Der als sehr erfahren geltende Staats- und Verfassungsrechtler von der Universität Freiburg, Prof. Dr. Dietrich Murswiek, hat gegen die sogenannte „Merkel-Notbremse“ eine Verfassungsklage bei den Bundesrichtern in Karlsruhe vorbereitet. Murswiek gilt als juristische Koryphäe und hat zwei Jahrzehnte lang an dem renommierten Lehrstuhl der Universität Freiburg Staatsrecht gelehrt. Murswiek hat zudem Klagen vor dem Bundesverfassungsgericht geführt und sich in Publikationen für die Umwelt und gegen den Verfassungsschutz eingesetzt.
Klage umfasst 47 Seiten
Die Karlsruher Bundesrichter müssen sich nun demnächst mit der ersten Verfassungsbeschwerde gegen das von der Bundesregierung beschlossene Gesetz befassen – die erneute Änderung des Infektionsschutzgesetzes, welches massive Einschränkungen sowie Ausgangssperren auf der Basis von Inzidenz-Werten vorsieht. Die 47-seitige Klage liegt der „BILD“-Zeitung vor.

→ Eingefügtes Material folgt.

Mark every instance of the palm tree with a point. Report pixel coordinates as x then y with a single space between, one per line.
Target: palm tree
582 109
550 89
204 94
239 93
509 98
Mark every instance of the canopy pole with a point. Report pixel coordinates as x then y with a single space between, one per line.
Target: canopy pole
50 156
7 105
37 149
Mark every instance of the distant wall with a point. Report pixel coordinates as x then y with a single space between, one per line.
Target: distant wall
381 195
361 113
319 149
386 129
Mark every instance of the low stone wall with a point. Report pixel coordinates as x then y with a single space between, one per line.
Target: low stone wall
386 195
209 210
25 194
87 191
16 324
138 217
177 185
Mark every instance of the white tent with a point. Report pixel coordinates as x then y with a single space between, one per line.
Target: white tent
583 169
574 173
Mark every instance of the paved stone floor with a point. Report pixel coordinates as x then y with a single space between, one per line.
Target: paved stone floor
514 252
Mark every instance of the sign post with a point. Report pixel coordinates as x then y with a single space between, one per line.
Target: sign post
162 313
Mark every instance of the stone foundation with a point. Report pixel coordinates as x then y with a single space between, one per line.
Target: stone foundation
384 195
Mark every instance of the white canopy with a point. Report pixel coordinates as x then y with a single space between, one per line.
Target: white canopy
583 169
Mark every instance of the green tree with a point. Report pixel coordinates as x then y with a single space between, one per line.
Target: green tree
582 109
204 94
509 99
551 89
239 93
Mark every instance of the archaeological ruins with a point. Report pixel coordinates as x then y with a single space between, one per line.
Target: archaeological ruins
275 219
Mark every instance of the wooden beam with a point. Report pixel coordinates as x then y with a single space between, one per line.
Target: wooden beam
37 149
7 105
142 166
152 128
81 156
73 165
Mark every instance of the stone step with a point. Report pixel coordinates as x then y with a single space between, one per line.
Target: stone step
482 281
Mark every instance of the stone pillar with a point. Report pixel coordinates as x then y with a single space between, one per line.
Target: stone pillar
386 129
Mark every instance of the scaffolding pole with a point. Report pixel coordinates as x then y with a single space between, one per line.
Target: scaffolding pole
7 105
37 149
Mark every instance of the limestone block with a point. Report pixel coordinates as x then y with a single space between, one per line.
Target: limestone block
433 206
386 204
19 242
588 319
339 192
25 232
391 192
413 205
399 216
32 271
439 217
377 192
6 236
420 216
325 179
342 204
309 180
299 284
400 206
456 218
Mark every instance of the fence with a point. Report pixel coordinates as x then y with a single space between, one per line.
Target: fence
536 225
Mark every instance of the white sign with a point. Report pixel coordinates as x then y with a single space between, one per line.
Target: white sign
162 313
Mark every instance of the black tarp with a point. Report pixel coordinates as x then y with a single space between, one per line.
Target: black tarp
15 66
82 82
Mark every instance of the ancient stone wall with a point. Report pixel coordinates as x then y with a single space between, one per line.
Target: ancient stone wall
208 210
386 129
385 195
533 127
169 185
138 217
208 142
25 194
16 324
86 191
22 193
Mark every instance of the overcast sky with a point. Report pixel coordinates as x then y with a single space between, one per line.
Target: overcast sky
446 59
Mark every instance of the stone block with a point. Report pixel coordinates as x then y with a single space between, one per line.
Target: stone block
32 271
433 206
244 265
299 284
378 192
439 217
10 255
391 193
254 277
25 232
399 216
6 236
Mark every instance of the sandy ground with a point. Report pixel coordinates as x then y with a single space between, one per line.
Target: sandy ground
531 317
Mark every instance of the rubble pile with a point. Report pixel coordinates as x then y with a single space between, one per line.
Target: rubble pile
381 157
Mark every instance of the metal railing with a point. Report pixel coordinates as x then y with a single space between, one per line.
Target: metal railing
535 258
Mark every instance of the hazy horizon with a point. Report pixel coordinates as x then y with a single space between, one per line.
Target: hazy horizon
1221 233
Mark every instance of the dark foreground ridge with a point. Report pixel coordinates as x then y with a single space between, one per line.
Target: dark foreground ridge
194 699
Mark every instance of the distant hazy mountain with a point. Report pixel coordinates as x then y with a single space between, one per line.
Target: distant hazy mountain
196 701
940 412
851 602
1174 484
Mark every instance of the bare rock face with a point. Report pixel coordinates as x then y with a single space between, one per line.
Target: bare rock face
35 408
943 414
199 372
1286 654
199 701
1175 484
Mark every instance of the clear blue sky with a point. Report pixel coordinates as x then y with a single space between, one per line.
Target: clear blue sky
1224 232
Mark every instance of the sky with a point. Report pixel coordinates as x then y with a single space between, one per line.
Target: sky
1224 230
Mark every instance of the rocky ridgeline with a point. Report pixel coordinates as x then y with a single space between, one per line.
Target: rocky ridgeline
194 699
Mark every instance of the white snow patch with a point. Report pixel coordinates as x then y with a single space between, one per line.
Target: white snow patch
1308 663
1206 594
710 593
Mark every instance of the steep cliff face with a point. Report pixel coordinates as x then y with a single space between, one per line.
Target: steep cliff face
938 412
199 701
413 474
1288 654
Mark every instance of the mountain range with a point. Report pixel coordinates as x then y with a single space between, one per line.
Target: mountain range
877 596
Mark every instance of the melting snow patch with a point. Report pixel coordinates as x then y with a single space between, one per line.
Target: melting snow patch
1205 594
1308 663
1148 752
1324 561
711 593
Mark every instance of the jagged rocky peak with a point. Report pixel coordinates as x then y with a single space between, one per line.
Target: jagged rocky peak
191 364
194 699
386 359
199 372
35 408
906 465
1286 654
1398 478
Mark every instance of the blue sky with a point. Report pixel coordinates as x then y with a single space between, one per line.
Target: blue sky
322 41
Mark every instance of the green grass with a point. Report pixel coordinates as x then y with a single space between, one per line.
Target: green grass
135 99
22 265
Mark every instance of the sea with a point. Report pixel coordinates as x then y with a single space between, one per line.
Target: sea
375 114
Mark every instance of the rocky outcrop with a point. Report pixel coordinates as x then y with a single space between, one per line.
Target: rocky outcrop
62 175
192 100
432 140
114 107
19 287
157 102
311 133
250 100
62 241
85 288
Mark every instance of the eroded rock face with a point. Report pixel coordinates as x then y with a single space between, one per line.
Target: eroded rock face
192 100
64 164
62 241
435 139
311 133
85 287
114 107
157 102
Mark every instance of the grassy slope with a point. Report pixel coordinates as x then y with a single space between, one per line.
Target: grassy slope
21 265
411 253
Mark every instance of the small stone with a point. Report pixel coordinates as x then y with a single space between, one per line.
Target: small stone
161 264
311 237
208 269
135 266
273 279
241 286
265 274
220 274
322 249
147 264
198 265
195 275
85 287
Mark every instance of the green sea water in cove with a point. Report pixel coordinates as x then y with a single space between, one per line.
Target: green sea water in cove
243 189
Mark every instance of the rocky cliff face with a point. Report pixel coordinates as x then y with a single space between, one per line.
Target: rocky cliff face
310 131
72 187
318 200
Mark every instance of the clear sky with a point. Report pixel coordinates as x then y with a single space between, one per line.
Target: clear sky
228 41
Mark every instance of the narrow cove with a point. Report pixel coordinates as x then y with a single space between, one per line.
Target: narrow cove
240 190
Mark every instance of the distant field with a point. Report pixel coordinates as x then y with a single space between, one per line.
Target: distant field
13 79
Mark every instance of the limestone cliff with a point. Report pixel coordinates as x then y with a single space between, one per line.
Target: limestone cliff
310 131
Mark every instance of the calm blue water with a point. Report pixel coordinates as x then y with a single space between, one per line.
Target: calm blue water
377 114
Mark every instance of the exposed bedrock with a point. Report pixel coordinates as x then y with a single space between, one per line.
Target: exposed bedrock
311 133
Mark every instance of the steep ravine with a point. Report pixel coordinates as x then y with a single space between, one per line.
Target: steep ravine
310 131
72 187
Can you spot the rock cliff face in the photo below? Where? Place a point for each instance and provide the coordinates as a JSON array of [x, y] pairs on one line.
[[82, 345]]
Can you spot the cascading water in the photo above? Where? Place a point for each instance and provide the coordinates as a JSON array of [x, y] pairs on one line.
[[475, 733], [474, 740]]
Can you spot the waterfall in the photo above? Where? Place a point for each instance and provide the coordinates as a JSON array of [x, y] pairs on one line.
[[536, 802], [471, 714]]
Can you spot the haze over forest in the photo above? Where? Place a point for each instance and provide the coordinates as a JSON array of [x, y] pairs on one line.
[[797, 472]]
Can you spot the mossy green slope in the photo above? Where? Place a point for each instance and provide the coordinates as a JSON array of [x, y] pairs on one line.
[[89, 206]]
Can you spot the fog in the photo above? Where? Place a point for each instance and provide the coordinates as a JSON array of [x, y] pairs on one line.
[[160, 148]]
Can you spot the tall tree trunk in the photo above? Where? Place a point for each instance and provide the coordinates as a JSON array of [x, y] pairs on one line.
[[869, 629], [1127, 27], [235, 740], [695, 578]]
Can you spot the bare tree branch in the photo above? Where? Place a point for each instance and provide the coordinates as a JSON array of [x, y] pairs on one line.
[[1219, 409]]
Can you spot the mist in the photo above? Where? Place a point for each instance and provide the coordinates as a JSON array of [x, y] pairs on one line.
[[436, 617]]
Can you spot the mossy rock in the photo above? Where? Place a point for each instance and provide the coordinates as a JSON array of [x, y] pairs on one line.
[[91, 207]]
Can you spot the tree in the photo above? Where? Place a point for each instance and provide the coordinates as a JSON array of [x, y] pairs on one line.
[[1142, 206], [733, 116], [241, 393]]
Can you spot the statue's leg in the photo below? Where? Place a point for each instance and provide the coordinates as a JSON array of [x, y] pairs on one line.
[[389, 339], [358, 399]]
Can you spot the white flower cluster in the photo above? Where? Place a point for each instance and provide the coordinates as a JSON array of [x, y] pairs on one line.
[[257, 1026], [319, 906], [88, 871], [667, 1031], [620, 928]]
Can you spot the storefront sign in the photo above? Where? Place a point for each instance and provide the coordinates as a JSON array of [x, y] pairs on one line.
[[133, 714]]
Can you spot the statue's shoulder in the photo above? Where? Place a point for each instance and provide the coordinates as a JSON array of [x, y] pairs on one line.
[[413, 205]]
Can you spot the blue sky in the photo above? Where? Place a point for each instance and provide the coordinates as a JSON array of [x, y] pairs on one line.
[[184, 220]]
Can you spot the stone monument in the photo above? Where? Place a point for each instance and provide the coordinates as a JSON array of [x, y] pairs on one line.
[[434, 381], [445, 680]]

Murswiek hält sowohl die Kontaktbeschränkungen innerhalb der Familie als auch die Ausgangssperren zwischen 22 und 5 Uhr für „unverhältnismäßig“ und „nicht verfassungsmäßig“. Die gesetzlich vorgesehenen Maßnahmen „verletzten die Grundrechte der Bürger über das gebotene Maß hinaus“, so der Staatsrechtler. Dies gelte zudem für die geplanten Schließungen in der Außengastronomie, im Einzelhandel sowie bei Bus und Bahn.
„Eine totale Schließung der Außengastronomie ist zur Vermeidung einer Überlastung der Intensivstationen nicht erforderlich, zumindest aber unangemessen, und verstößt daher gegen die Grundrechte der Betroffenen“, so Prof. Murswiek. Die Ausgangssperre sei „ein Schuss ins Blaue“.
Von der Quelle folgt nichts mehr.